Devil in the details - Unlinkability and selective disclosure
In which we discuss how selective disclosure and unlinkability interact and why the resulting digital identities stacks strongly differ in term of privacy guarantees.
Introduction note: I originally wrote this a couple years ago and then moved on before finishing it. I recently had to talk about these topics again and figured this article is not as dated as it seemed. I'm releasing it now with no changes to the original one, of course the environment and my own knowledge of things have evolved in the meantime but I believe this piece still stands on its own pretty well.
In a context of surveillance capitalism and “you don’t own anything” services, communities working on digital identity systems make refreshing promises to their users: own your own data, use it at your own discretion.

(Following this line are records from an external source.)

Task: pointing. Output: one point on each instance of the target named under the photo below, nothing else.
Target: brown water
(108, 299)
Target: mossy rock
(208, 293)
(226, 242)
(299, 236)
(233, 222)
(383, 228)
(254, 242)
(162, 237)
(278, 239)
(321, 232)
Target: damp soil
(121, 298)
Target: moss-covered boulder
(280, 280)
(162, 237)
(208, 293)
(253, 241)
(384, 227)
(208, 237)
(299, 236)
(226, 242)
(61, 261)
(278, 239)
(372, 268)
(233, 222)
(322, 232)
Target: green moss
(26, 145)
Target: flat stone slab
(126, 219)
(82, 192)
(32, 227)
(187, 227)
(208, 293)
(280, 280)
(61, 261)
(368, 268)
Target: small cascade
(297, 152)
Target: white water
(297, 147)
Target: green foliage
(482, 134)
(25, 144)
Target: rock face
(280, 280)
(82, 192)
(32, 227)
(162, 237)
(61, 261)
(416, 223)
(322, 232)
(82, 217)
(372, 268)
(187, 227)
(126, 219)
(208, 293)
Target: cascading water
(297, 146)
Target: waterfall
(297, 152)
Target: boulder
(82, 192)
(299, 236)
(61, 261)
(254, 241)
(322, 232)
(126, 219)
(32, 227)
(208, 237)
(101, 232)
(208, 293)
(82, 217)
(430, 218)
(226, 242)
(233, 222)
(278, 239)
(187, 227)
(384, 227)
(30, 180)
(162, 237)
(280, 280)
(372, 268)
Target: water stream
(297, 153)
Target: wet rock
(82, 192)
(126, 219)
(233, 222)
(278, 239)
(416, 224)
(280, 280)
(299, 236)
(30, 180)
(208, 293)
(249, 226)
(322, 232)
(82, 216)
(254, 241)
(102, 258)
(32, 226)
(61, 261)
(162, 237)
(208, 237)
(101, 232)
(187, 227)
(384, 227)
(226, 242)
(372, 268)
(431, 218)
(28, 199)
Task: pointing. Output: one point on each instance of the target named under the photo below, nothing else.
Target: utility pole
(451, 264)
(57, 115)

With some concrete propositions shaping up in Europe and elsewhere, it is important to get a close look at the proposed technologies and architectures to understand how they fare against these objectives.

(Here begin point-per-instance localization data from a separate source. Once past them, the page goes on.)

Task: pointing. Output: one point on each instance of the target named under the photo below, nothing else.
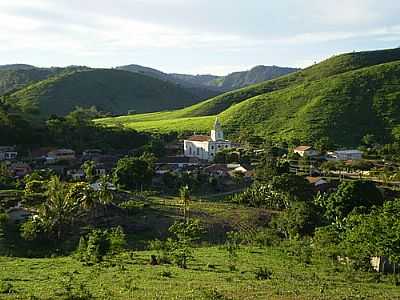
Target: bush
(263, 273)
(214, 294)
(6, 288)
(163, 249)
(185, 233)
(98, 243)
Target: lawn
(207, 277)
(162, 122)
(131, 276)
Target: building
(308, 151)
(345, 155)
(61, 155)
(205, 147)
(20, 169)
(8, 153)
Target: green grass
(196, 124)
(339, 100)
(114, 91)
(132, 277)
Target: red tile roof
(303, 148)
(199, 138)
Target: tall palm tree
(59, 209)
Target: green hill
(339, 100)
(113, 91)
(14, 77)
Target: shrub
(185, 233)
(214, 294)
(6, 288)
(163, 249)
(263, 273)
(232, 245)
(98, 243)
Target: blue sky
(193, 36)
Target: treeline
(77, 131)
(353, 220)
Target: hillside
(197, 87)
(13, 77)
(17, 67)
(255, 75)
(112, 91)
(212, 82)
(339, 100)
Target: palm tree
(184, 193)
(88, 168)
(59, 209)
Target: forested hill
(330, 67)
(337, 101)
(113, 91)
(212, 82)
(255, 75)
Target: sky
(193, 36)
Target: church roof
(199, 138)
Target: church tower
(216, 133)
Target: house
(98, 185)
(91, 153)
(382, 264)
(20, 169)
(179, 161)
(306, 151)
(18, 213)
(345, 155)
(77, 174)
(8, 153)
(61, 155)
(218, 170)
(205, 147)
(318, 183)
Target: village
(220, 166)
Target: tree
(375, 234)
(185, 233)
(59, 210)
(105, 194)
(89, 168)
(298, 220)
(134, 172)
(184, 194)
(349, 195)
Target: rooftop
(199, 138)
(303, 148)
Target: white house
(205, 147)
(60, 154)
(305, 151)
(8, 153)
(345, 155)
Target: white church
(205, 147)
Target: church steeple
(216, 133)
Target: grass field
(130, 275)
(208, 277)
(162, 122)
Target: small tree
(232, 245)
(184, 194)
(185, 233)
(89, 168)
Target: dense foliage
(111, 91)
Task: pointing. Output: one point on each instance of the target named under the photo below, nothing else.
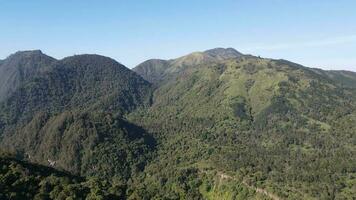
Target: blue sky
(315, 33)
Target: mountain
(156, 70)
(216, 124)
(19, 67)
(344, 78)
(71, 114)
(23, 180)
(273, 125)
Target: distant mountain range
(216, 124)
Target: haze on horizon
(316, 34)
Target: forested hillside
(209, 125)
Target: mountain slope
(271, 123)
(19, 67)
(88, 82)
(156, 70)
(23, 180)
(344, 78)
(218, 125)
(72, 113)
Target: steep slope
(87, 82)
(71, 116)
(156, 70)
(272, 124)
(23, 180)
(19, 67)
(344, 78)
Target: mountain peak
(223, 53)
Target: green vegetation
(214, 125)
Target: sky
(315, 33)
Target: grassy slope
(262, 119)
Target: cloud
(308, 44)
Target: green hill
(216, 124)
(20, 67)
(270, 123)
(156, 70)
(72, 114)
(23, 180)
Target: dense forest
(209, 125)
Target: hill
(216, 124)
(272, 124)
(19, 67)
(71, 114)
(23, 180)
(155, 70)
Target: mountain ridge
(268, 124)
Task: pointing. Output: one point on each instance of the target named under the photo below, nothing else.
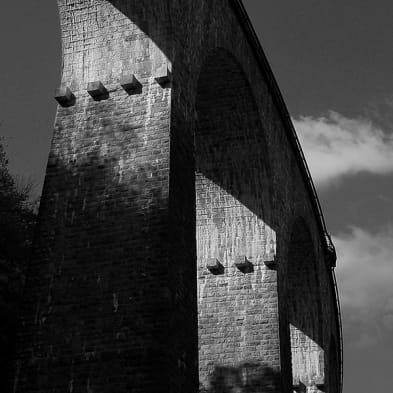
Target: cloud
(335, 146)
(365, 277)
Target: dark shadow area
(245, 378)
(230, 147)
(96, 302)
(304, 318)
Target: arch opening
(235, 315)
(304, 313)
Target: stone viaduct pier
(180, 243)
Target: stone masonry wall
(144, 189)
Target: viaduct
(180, 244)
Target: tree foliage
(17, 221)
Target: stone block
(64, 96)
(97, 90)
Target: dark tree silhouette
(17, 220)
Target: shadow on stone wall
(245, 378)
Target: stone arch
(304, 310)
(233, 221)
(332, 369)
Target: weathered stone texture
(144, 187)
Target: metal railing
(292, 136)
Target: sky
(333, 61)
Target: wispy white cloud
(365, 274)
(335, 146)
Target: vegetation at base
(17, 220)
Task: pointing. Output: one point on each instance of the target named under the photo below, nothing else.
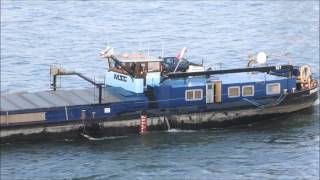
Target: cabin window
(273, 88)
(234, 91)
(153, 66)
(248, 90)
(193, 94)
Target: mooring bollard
(143, 124)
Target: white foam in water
(102, 138)
(179, 130)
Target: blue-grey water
(36, 34)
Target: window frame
(245, 86)
(193, 94)
(239, 93)
(267, 89)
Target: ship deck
(61, 98)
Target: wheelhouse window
(233, 91)
(193, 94)
(273, 88)
(248, 90)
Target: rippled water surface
(36, 34)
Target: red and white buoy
(143, 124)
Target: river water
(37, 34)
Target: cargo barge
(142, 93)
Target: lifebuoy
(305, 72)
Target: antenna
(261, 58)
(162, 50)
(148, 50)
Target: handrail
(61, 72)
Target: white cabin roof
(137, 58)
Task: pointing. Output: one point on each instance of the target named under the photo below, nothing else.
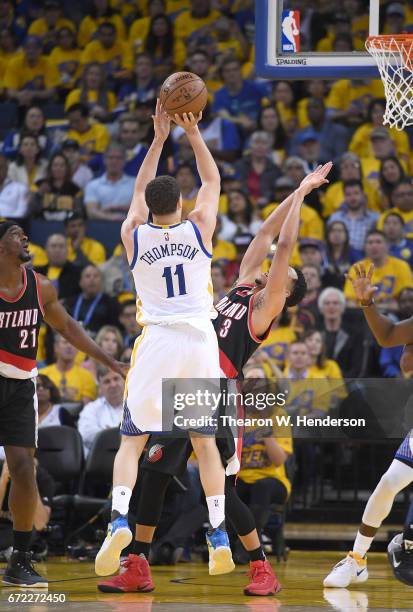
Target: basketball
(183, 92)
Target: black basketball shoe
(20, 572)
(401, 560)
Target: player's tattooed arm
(59, 319)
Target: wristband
(368, 305)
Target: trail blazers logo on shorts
(155, 453)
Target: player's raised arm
(58, 318)
(270, 229)
(270, 300)
(138, 211)
(386, 332)
(206, 207)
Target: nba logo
(290, 38)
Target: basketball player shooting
(259, 298)
(353, 569)
(26, 299)
(170, 261)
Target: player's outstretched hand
(316, 179)
(161, 122)
(363, 288)
(188, 121)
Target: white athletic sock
(120, 499)
(362, 544)
(216, 509)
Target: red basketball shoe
(263, 580)
(136, 576)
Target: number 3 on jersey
(167, 275)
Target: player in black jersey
(245, 316)
(27, 298)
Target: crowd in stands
(80, 86)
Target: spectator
(308, 314)
(199, 62)
(399, 246)
(47, 27)
(92, 137)
(344, 347)
(75, 384)
(100, 11)
(92, 307)
(262, 480)
(269, 121)
(350, 169)
(354, 214)
(48, 398)
(240, 216)
(187, 182)
(66, 59)
(117, 275)
(81, 174)
(13, 195)
(110, 340)
(390, 274)
(166, 49)
(239, 100)
(339, 255)
(284, 99)
(361, 144)
(390, 357)
(320, 364)
(114, 55)
(390, 175)
(93, 92)
(332, 137)
(61, 273)
(31, 78)
(129, 137)
(127, 318)
(348, 99)
(401, 200)
(257, 172)
(82, 250)
(105, 412)
(33, 125)
(55, 196)
(195, 24)
(29, 166)
(139, 29)
(218, 281)
(220, 135)
(144, 85)
(108, 197)
(223, 251)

In this article, we'll talk both on a high and low level about one of the most publicized technique aiming at delivering on user-empowerment and privacy: selective disclosure. We'll see why it is important to think about it with unlinkability in mind.
Basic glossary of self-sovereign identity (SSI)
If you've never heard of holders, issuers and verifiers, this small glossary is quick way to get into the lingo of SSI in a relatively painless way.
Verifiable credential, sometimes credential by language abuse - a chunk of data, anything, that was cryptographically signed and which signature can be verified by other parties.
Holder - sometimes referred to as user. A holder is in possession of credentials that concern them. Think about your passport.
Issuer - a trusted party that has the authority to deliver verifiable credentials. Think about the authority that delivers your passport to you.
Verifier - a party that needs verifiable and reliable information provided by the holder. Think about border control checking your passport.
The basic premise is that holders can prove information about themselves without the verifiers having to directly contact the issuer of the informations.
Note that these roles are not rigid and can depend on the context of an interaction. A party can in turn be holder, verifier and issuer. Think about border control checking your passport and delivering a travel authorization in return.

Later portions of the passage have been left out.